VOTO A LARGA MAGGIORANZA – Di fatto, nonostante i temi di confronto acceso siano ancora molti, il testo è stato approvato a larga maggioranza (452 voti a favore, 170 voti contrari e 76 astensioni). “Questo voto assume un significato ulteriore in virtù degli ignobili tentativi messi in atto dalle grandi industrie per screditare la strategia Farm to Fork – commenta l’eurodeputata Eleonora Evi, co-portavoce nazionale di Europa Verde – attraverso una narrazione del terrore priva di qualsiasi fondamento scientifico. Sono felice che alla fine, a dispetto dei tentativi dei partiti di destra di indebolire il testo, abbiano prevalso il buonsenso e la consapevolezza che i costi di un mancato intervento, in termini ambientali ed economici, non sono più sostenibili”. L’emendamento attraverso cui si chiedono studi cumulativi viene considerato comunque necessario dal Movimento 5 stelle. Che, però, si sarebbe aspettato di più “anche a partire dall’etichettatura, che non può essere fuorviante per il consumatore: dunque va eliminato una volta per tutte il fraudolento e antiscientifico sistema del Nutriscore a semaforo, che non segue alcuna logica di qualità e delle proprietà organolettiche del prodotto”, ha spiegato l’europarlamentare Dino Giarrusso.
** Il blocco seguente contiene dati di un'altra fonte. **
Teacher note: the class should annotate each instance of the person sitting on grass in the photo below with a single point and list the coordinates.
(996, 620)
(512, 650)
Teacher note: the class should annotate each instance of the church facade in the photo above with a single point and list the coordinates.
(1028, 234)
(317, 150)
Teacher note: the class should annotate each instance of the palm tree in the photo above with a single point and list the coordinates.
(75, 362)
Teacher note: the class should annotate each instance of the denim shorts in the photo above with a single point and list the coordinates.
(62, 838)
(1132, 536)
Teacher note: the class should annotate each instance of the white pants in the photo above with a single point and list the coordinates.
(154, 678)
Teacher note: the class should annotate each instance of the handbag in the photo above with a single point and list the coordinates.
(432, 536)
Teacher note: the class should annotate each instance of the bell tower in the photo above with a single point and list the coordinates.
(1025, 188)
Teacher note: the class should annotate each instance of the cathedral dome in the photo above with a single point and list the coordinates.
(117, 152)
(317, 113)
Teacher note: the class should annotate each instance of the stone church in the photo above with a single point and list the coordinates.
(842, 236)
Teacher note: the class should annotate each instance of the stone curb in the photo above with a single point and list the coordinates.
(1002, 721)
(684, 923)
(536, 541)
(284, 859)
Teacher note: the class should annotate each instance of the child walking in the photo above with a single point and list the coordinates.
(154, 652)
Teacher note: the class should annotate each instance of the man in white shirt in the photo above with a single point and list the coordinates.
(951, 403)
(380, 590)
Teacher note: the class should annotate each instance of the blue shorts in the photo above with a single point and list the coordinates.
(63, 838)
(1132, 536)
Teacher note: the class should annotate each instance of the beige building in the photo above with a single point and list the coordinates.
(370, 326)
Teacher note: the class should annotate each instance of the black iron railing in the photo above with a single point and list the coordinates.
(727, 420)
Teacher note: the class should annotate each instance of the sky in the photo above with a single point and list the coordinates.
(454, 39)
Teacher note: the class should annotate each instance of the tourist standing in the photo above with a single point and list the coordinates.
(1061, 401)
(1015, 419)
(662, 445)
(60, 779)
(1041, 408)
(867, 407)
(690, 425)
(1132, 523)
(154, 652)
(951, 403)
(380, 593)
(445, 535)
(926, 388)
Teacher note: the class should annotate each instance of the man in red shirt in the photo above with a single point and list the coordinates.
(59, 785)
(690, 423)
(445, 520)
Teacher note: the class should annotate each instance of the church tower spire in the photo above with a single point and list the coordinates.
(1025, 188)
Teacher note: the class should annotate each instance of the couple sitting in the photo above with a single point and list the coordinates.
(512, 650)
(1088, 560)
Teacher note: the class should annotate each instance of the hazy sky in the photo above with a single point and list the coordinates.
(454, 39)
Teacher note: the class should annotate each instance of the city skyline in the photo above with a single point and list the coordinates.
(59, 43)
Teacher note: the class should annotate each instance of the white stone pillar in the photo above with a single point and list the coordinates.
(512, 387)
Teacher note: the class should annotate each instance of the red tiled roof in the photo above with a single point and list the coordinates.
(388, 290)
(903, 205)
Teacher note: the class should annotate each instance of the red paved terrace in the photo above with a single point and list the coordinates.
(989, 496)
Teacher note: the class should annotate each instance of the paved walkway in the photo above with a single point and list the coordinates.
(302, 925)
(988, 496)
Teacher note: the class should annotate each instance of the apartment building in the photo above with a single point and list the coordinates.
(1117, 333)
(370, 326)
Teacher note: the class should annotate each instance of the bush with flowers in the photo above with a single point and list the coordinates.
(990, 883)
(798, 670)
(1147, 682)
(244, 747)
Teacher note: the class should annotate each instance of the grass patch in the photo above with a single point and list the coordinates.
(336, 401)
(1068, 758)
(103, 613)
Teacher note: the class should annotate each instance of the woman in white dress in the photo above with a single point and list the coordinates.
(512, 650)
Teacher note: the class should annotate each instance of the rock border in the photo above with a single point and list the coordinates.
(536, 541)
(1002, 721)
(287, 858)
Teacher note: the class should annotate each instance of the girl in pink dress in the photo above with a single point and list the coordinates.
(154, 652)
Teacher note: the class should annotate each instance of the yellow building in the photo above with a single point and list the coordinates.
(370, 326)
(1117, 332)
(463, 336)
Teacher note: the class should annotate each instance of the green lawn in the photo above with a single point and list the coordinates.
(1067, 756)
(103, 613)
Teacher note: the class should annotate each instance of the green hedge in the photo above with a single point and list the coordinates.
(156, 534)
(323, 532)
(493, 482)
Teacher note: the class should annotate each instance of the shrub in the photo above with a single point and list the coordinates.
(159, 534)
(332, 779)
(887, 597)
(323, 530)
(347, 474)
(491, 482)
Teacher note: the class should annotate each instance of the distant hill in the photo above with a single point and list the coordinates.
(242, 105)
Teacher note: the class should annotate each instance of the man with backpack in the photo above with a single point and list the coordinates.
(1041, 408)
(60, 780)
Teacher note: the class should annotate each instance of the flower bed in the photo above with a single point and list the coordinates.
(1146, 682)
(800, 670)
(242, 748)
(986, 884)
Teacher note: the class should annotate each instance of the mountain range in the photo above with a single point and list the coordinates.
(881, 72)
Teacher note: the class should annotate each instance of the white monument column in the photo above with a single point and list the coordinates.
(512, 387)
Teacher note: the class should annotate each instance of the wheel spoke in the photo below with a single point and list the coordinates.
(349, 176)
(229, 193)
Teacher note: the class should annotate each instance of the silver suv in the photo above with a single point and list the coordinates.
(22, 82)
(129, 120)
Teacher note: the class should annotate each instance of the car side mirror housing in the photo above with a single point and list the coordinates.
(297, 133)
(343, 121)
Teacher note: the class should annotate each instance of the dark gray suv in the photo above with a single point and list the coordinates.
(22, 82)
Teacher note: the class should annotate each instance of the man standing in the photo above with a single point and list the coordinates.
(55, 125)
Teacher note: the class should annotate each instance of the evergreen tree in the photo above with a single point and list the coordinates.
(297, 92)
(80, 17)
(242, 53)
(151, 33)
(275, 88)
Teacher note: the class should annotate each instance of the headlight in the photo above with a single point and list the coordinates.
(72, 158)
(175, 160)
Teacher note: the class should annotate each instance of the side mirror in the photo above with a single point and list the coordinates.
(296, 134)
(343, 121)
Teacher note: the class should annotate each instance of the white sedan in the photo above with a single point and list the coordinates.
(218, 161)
NON SI SCIOLGONO I NODI SULL’ETICHETTATURA – Un tema piuttosto delicato e su cui ci sono pareri discordanti, anche tra gli stessi esperti italiani. Tra l’altro, da gennaio 2022 la Francia sarà a capo della Presidenza del Consiglio Ue e porrà in agenda l’adozione della sua etichetta Nutriscore. Ma il Parlamento europeo pur dedicando 5 punti della sua risoluzione ai sistemi nutrizionali e ai sistemi di etichettatura fronte pacco, si presta a interpretazioni e non prende posizioni nette. Portando a casa anche per questo una larga maggioranza. Non è un caso se nel testo approvato si chiede che non vi sia nessuna discriminazione né di settore né di prodotto, accontentando un po’ tutti e non chiudendo né aprendo la porta al Nutriscore. Si punta il dito, insomma, solo sul consumo eccessivo e alimenti altamente trasformati e ricchi di sale, zuccheri e grassi, anche fissando livelli massimi di assunzione. “Spetta adesso alla Commissione europea presentare anche una proposta sull’etichettatura fronte pacco che sia davvero informativa per i consumatori e tenga conto della specificità dei prodotti DOP e IGP. Dobbiamo mettere da parte i modelli che puntano su produzioni intensive e non sostenibili e puntare senza esitazioni sulla salute animale, l’ambiente, il clima e la biodiversità”, ha commentato, a riguardo, Daniela Rondinelli, europarlamentare del Movimento 5 Stelle.

DAI PESTICIDI AGLI ALLEVAMENTI – Nel testo, i deputati hanno sottolineato anche la necessità di maggiore sostenibilità in ogni fase della filiera alimentare e hanno ribadito che tutti – dall’agricoltore al consumatore – hanno un ruolo da svolgere in tal senso. Affinché gli agricoltori percepiscano una parte equa dei profitti ottenuti da alimenti prodotti in modo sostenibile, si chiede poi alla Commissione di intensificare gli sforzi, anche attraverso l’adeguamento delle regole di concorrenza, per rafforzare la posizione degli agricoltori nella filiera. Tra le raccomandazioni, in particolare, obiettivi di riduzione vincolanti per l’uso dei pesticidi, l’inclusione della pesca come settore importante nella strategia Farm to Fork, la concessione di più terreni per l’agricoltura biologica. Sul fronte degli allevamenti, si chiedono indicatori comuni e scientificamente fondati sul benessere degli animali per una maggiore armonizzazione a livello comunitario, una verifica sulla necessità di modifiche alla legislazione Ue, l’eliminazione graduale dell’uso delle gabbie e l’autorizzazione per i prodotti animali non originari dell’Ue solo solo se rispettano standard in linea con quelli dell’Unione. Il pacchetto ‘Fit for 55’ deve prevedere, inoltre, norme e obiettivi ambiziosi per le emissioni derivanti dall’agricoltura e dal relativo uso del suolo e criteri rigorosi per la produzione di energia rinnovabile a partire dalla biomassa.